CON laws have come under public scrutiny of late as some have claimed that such laws have proven to be ineffective in states’ efforts to combat the COVID-19 pandemic.

Leading the effort to address the issue in the state legislature is Sorrell, who, in a recent appearance on WVNN’s “The Yaffee Program,” touched on his attempt to bring about reform to the process.

“[I] like calling it a CON law because the only people they are conning are the competition,” said the North Alabama legislator. “[I]t is a barrier to free market competition in the health care system. … I’ve carried this bill for multiple years, it’s getting a lot more attention now that we’re in a coronavirus pandemic.

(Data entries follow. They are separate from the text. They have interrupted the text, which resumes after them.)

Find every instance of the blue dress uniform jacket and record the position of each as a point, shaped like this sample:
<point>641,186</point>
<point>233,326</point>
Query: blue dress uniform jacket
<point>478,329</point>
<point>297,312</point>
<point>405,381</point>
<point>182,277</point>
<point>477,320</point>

Because now we have a shortage of hospital beds and everyone’s like we oh, the government needs to solve this problem, well maybe the government helped create this problem. Maybe we should start there.”

Sorrell spoke of the desire of Democrats to expand Medicaid, which he said would prove costly to taxpayers. Instead, the freshman legislator believes a better solution would be to reform the state’s CON laws to address the rising cost of health care, due to providers paying hefty legal fees to have their applications approved.

“A smarter play would be to abolish the Certificate of Needs Board and then these companies don’t have to spend millions of dollars getting a Certificate of Need, which of course they’re going to pass that cost along to their consumers,” said Sorrell, further stating that hospitals and rural health care providers alike must obtain a CON to provide certain services.

Sorrell outlined the possibility for corruption in the CON reviewal process, citing that board members could derail a provider’s application to eliminate competition for a company in which they hold a financial interest.

He pointed to the case of former HealthSouth CEO Richard Scrushy and former Gov. Don Siegelman (D-AL), who were indicted on corruption charges relating to Siegelman’s appointment of Scrushy to the CON Board in return for a contribution for the governor’s lottery campaign. Both individuals went on to serve time in federal prison for the infamous act.

“Richard Scrushy was the CEO of HealthSouth and he figured out that if he could get appointed to that board, he could vote no on all of his competition building a new hospital,” Sorrell added. “So, he gave $500,000 to Don Siegelman’s lottery campaign in exchange for a seat on the Certificate of Needs Board. Now, of course, both of them later ended up in jail, but we’ve done absolutely nothing to correct the problem with the Certificate of Needs Board since that happened. We’ve learned nothing from that mistake and I think that’s a real tragedy.”

Sorrell went on to outline his previous efforts to abolish the state’s CON Board. The Shoals-area state representative stated his intentions take a slightly different legislative approach in the future, aiming to reform certain aspects of the process in order to gauge interest in launching a debate on the board as a whole.